On 02/03/2011 03:51 PM, Jeroen Geilman wrote:
On 2/3/11 8:31 PM, Joe wrote:
On 02/03/2011 11:24 AM, James R. Marcus wrote:
Hi,
I have been reading about prioritizing mail in Postfix on this list. It seems that the answer is, there is a shared queue and mail is not prioritized. I want to make sure that I fully understand if this applies to my situation.

All of our servers that send mail go through our Postfix gateways. I don't want to manage our exchange server as a relay.

I find that when we send out a lot of email and there is mail queued, internal mail is delayed.

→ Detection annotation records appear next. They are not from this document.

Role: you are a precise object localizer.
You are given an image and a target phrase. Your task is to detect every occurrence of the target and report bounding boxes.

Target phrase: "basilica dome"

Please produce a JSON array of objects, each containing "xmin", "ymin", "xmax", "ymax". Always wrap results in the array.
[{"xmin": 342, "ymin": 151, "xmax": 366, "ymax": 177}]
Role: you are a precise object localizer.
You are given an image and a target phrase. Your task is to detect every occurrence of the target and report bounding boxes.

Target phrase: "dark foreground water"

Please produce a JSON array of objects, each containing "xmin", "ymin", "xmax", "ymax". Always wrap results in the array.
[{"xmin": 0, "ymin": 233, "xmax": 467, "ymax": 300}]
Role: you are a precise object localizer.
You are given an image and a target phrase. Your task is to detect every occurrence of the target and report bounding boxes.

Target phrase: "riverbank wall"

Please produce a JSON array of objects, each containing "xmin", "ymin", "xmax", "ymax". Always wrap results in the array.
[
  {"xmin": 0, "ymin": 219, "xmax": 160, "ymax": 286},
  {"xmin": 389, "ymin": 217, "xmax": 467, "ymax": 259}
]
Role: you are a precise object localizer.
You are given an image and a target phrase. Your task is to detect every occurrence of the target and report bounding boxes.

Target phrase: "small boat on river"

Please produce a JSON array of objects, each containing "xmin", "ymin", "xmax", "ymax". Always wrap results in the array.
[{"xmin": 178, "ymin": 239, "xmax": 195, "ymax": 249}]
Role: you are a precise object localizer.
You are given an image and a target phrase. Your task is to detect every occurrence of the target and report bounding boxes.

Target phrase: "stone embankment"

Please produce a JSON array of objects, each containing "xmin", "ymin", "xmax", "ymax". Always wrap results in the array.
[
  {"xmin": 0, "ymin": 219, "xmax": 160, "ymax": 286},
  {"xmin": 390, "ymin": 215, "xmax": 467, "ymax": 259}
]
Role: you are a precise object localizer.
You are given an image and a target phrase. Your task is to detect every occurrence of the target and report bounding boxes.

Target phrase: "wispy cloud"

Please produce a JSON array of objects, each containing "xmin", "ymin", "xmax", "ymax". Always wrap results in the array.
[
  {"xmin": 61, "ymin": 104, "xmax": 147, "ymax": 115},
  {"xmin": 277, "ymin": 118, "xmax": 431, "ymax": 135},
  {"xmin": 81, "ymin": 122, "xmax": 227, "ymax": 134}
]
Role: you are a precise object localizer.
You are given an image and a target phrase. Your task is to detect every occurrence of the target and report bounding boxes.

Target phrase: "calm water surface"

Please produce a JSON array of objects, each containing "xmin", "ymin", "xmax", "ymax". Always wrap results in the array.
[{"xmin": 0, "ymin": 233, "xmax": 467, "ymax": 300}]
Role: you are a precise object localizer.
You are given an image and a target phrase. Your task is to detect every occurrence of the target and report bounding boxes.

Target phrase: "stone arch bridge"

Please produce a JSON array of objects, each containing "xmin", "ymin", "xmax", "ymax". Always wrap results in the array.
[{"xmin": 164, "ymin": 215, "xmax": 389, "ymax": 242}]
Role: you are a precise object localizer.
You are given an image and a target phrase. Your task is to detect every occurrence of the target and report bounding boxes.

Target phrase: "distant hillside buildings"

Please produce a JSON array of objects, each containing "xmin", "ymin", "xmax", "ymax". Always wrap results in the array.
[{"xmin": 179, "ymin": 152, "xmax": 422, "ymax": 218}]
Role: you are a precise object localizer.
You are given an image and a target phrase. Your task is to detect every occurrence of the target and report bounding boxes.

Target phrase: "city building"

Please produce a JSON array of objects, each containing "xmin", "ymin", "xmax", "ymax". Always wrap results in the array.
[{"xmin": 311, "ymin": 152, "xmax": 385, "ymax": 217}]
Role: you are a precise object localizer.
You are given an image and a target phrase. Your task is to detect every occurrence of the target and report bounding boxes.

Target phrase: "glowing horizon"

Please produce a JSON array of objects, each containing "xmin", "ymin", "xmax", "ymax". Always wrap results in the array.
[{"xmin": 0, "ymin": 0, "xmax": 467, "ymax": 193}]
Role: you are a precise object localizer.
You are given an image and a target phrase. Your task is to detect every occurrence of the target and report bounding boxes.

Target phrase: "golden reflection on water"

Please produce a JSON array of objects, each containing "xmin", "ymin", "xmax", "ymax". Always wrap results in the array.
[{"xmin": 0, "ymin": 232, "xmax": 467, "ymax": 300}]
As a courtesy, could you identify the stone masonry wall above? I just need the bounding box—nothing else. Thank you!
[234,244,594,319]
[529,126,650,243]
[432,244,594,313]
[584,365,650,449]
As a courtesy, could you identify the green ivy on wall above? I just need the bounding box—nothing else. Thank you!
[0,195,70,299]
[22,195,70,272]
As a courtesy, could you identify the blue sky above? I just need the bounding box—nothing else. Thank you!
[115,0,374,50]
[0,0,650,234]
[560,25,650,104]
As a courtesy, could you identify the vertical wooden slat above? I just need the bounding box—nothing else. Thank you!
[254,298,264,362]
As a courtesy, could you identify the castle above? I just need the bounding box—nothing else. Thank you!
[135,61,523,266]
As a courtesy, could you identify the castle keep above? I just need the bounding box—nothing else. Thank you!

I'm assuming the short term solution to this is:

postqueue -s domain.com

Is there another way to prioritize internal mail delivery based on domain?



Postfix-2.3.3-2.1.el5_2 running on CentOS 5.5 x64



One huge improvement you can make is to specify the "relay" transport for incoming mail.


To achieve what ?

To minimize the impact of large outbound queue on incoming message delivery latency.


That will create a separate queue from the outgoing mail which is using the "smtp" transport,

There is one queue.


I might not have used the best term "queue" but the concept is still correct. the queue manager implements fairness between transports, so if incoming and outgoing mail are on two different transports it will help a lot. Our incoming messages used to be delayed quite a bit when the outbound queue grew to the tens of thousands. When we assigned incoming messages to the "relay" transport, distinct from the default "smtp" transport used for outgoing messages, we stopped seeing any problems with inbound message delays even with huge numbers of queued outgoing messages.

There are certainly cases for multiple postfix instances, but I wouldn't assume that this scenario necessarily calls for such a measure. I'd try the separate transport first, and see how it works. You may not have to do anything else. You can always add multiple instances later if that's really what you want to do.

There are other parameters I would look at, before running multiple instances -

maximal_queue_lifetime, maximal_backoff_time, the process limits in master.cf are all worth looking at.